By now hopefully we suspect that the categorical concept of monad is important for probing possible definitions of observable. A monad $T$ naturally defines $T$-algebras. Let’s look at an example from Mac Lane’s classic Categories for the Working Mathematician (p 138, 1st edition).

Define a functor $P$ on Set as follows. On sets, $P$ sends $X$ to the set of all subsets of $X$. A function $f$ gets sent to $Pf$, which sends $S$ to the direct image of $S$ under $f$, as a subset of $X$. There is a natural transformation whose components are arrows from $X$ to $PX$ which take elements of $X$ to one point sets, and yet another natural transformation with arrows from $PPX$ to $PX$ which takes sets of sets to a union of sets. This data makes $P$ a monad, called the power set monad.

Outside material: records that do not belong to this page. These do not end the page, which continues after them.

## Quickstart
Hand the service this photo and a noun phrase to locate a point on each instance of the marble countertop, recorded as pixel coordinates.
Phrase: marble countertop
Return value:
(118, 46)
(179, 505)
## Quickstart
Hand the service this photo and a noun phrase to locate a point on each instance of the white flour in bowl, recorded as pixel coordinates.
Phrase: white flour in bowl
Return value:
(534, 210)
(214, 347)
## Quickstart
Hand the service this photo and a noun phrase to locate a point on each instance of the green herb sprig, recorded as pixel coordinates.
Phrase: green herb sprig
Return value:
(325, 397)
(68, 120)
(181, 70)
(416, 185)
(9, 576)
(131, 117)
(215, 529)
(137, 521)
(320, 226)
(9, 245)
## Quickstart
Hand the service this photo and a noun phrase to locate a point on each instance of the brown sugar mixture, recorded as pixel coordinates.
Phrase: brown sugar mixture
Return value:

Recall that a complete semi-lattice $C$ satisfies that every subset $S$ has a least upper bound in $C$. A $P$-algebra is a complete semi-lattice with $x \leq y$ given by $h \{ x,y \} = y$ where $h$ is part of the data for a $P$-algebra, and it also gives the least upper bound for $S$. So the category of $P$-algebras is the category of all complete semi-lattices along with the appropriate arrows.

This has been mentioned a number of times before, so I hope I’m not boring you to death. Alas, I must run again.